Langit menurunkan hujan, tidak dalam rupa air, tetapi dalam bentuk tinta hitam pekat.
Seluruh tinta turun sebagai rintik-rintik aksara. Rintik-rintik aksara membentuk genangan kata-kata. Genangan kata mengalir, berkumpul menjadi samudera kalimat. Samudera kalimat mengombak, berdesir dan mendendangkan syair-syair. Ombak-ombak syair bergemuruh, menggulung dunia dalam sapuan Mantra.
***
Ramalan itu diduga kuat sebagai petunjuk akan keberadaan Sastrajendra, kitab induk semua Mantra dalam legenda. Ramalan itu muncul dalam mimpi berbagai pertapa sakti yang tersebar hampir di seluruh Arcapada, sehingga sangat diyakini kebenarannya. Ada banyak ragam lirik yang beredar, tetapi orang-orang berkuasa berhasil mengetahui bunyi tepatnya dari jaringan informasi mereka yang sangat rahasia. Mereka semua yakin, siapapun yang berhasil menemukan rahasia dalam ramalan itu akan memiliki kekuatan untuk mengendalikan dunia.

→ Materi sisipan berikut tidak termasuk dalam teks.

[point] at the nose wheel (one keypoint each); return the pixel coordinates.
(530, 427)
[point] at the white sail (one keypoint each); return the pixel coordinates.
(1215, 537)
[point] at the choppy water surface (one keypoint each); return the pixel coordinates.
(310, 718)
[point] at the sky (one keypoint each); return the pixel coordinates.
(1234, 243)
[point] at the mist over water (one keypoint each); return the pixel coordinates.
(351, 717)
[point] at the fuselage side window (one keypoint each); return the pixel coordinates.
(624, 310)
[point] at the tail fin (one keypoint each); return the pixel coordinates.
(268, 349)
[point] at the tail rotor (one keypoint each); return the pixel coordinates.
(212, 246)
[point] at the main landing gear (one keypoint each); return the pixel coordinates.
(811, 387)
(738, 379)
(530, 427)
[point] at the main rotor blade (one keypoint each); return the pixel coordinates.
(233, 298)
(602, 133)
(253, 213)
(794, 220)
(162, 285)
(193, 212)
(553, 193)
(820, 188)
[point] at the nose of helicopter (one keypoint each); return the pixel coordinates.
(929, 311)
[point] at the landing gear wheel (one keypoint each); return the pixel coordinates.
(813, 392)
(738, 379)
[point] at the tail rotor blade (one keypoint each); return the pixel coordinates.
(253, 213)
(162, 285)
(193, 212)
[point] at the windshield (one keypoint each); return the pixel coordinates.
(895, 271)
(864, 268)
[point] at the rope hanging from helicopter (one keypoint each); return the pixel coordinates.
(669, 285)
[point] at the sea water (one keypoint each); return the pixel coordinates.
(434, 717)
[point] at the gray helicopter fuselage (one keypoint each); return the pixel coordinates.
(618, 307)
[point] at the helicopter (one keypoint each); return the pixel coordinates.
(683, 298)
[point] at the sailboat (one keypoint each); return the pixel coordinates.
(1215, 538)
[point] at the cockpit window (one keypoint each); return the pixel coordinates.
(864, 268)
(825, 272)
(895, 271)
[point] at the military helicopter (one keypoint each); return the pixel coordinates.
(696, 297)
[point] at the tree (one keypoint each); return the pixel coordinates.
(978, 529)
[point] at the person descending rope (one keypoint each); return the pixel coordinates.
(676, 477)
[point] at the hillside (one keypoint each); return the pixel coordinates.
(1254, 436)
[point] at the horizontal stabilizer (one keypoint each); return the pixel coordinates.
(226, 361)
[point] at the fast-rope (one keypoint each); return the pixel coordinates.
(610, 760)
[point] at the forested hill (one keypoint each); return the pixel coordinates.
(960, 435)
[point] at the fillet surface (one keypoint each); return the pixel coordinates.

"Teratai itu tumbuh di dalam tubuh seorang perempuan suci, Mpu," kata seorang lelaki dengan selendang penutup mata. Kedua netranya telah buta, tapi tidak dengan mata hatinya. Ia percaya para Batara di langit menyukainya karena bakti-bakti yang telah dilakukannya. Ia sangat yakin, tiga malam yang lalu, para Batara membalas pengabdiannya dengan memberi sebuah petunjuk lewat mimpi yang tidak diberikan pada siapapun selain dirinya.
Lelaki paruh baya yang dipanggil dengan Mpu itu mendengus. Dengan nada meremehkan, ia balik bertanya, "Apakah para Batara yang kau puja siang dan malam itu juga memberitahumu di mana perempuan suci ini?"
Lelaki buta itu terdiam. Para Batara telah mengirimkan sebuah petunjuk padanya, tapi tidak secara khusus menyebutkan sosok dan tempatnya. Imannya sedikit goyah karena setitik keraguan yang muncul di hatinya. Namun ia segera menghapus noda titik itu dan membalas, "Para Batara ingin melihat kesungguhan kita, para Begawan yang mewarisi pengetahuan mereka."
Sang Mpu tidak menanggapi lelaki buta itu. Ia berbalik dan segera meninggalkan pelataran candi di kaki gunung tempat mereka bertukar pesan. Seperti seekor elang yang menukik menerkam mangsa, sang Mpu meluncur ke dalam kelebat hutan yang mengepung gunung tersebut.
"Kabar apa yang kau bawa?" kata sang Mpu menatap dahan raksasa sebuah pohon randu yang menjulang ke angkasa.